Le reste après cette annonce

La semaine est alors devenue grotesque, centrée sur le bureau du parti transformé en décor d’un « Game of Thrones » pour les pauvres. Les barons de la droite mondaine déclarèrent Ciotti factieux et s’empressèrent de l’expulser immédiatement de la direction du parti. On les a vu arriver devant les caméras retrousser leurs manches, l’air d’une brute. Ils avaient oublié une chose : le leader de LR n’a pas décidé de nouer son alliance avec le RN sur un coup de tête.

Le député sortant s’entretient à Nice avec les boulistes de ce club où il a des amis. Au mur : l’aigle, emblème de la ville.

Paris Match / © Vincent Capman

Il ne s’agissait pas d’un geste impulsif, mais d’une décision en forme d’aboutissement, personnel et collectif.

Ce n’était pas un geste impulsif. Il s’était légalement protégé contre cette tentative de putsch qu’il avait prévue. Son alliance a été validée par l’État de droit. Et ceux qui le méprisaient se demandaient si l’amusant petit niçois n’était pas le plus malin du groupe. C’était aussi une décision en forme de résultat, personnel et collectif.

Personnelle d’abord : en 2021, Éric Ciotti n’avait-il pas déjà dit qu’entre Emmanuel Macron et Éric Zemmour, il choisirait le second sans hésiter ? Ne s’est-il pas également permis d’utiliser des expressions interdites dans la presse de gauche pour parler d’immigration de masse ? Dans la mesure où la vie politique française allait au bout de sa recomposition en trois blocs, il était évident qu’elle aboutirait un jour au bloc national.

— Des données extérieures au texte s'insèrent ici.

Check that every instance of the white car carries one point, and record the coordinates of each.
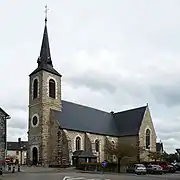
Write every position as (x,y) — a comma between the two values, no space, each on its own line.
(137,168)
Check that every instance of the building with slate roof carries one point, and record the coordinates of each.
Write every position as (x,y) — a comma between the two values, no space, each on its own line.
(17,150)
(58,128)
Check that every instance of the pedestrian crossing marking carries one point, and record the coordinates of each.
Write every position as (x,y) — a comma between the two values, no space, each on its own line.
(79,178)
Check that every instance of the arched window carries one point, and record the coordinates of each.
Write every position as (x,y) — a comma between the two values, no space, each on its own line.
(148,139)
(52,88)
(35,120)
(78,143)
(35,89)
(97,145)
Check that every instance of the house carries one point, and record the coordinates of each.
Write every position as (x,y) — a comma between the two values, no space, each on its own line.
(3,133)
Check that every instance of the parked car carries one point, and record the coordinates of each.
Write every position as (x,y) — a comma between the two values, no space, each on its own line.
(137,169)
(177,166)
(154,169)
(172,169)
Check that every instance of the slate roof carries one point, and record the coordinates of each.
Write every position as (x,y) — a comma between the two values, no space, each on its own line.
(86,119)
(15,146)
(82,153)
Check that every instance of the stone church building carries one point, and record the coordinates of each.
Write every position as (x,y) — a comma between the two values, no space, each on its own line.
(57,128)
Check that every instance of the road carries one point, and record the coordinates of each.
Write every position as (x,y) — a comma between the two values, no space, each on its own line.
(55,175)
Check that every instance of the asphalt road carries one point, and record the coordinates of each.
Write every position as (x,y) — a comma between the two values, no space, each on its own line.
(52,175)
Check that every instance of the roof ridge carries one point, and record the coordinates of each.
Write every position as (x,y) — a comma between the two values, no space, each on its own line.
(133,109)
(85,106)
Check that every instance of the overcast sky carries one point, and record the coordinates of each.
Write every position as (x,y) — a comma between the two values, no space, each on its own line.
(113,55)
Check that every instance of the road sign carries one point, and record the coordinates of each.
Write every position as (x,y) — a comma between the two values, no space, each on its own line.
(104,164)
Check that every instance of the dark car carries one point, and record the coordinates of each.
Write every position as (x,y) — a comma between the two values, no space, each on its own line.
(172,169)
(154,169)
(137,169)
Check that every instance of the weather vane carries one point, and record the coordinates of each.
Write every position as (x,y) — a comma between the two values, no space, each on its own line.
(46,11)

Bilan collectif désormais : hormis les habituels lanceurs de sorts du « commentariat » et de la gauche de droit divin, le bloc national naissant n’a rien à voir avec une extrême droite toujours indéfinissable. Ce n’est pas par principe que tant de gens à droite refusent de s’y associer, mais par souci de respectabilité médiatique. Il suffisait pourtant qu’un homme en position d’autorité, incarnant une légitimité politique partisane au-delà de sa propre trajectoire, décide de transgresser cet interdit pour le faire tomber. Cet homme était Éric Ciotti.

Il a démontré cette chose, finalement assez rare, qu’on appelle le courage

C’est ainsi que s’écrit l’Histoire, en empruntant souvent des chemins détournés et inattendus. Elle s’appuie sur des hommes qui étaient considérés comme des personnages mineurs pour réaliser leurs exploits, et laisse en marge ceux qui sont convaincus de leur importance, mais qui ont du mal à se décider, à se décider, à sauter le pas quand il le faut et à regarder depuis au fond de leur région refuge pour la situation idéale censée les accueillir puis les propulser, bien sûr, et qui, bien évidemment, ne se présente jamais. Et c’est ainsi que des personnages mineurs deviennent majeurs en parvenant à incarner quelque chose qui les dépasse. L’ont-ils compris lorsqu’ils sont passés à l’action ? On ne sait jamais vraiment.

Éric Ciotti a démontré cette chose, finalement assez rare, qu’on appelle le courage. On peut approuver son geste, on peut le désapprouver, chacun a ses convictions, et il y a encore des désaccords honorables dans ce monde, mais on reconnaîtra qu’un homme qui accepte soudain de risquer sa carrière et sa réputation, qui accepte même devenir un paria, parce que c’est de cela qu’il s’agit, est sur le point de transformer sa carrière en destin.

Seul le temps nous dira ce qu’il adviendra de lui. Mais, mi-juin 2024, la vie politique française voit changer le statut d’un homme qui a définitivement quitté les ligues mineures : Éric Ciotti.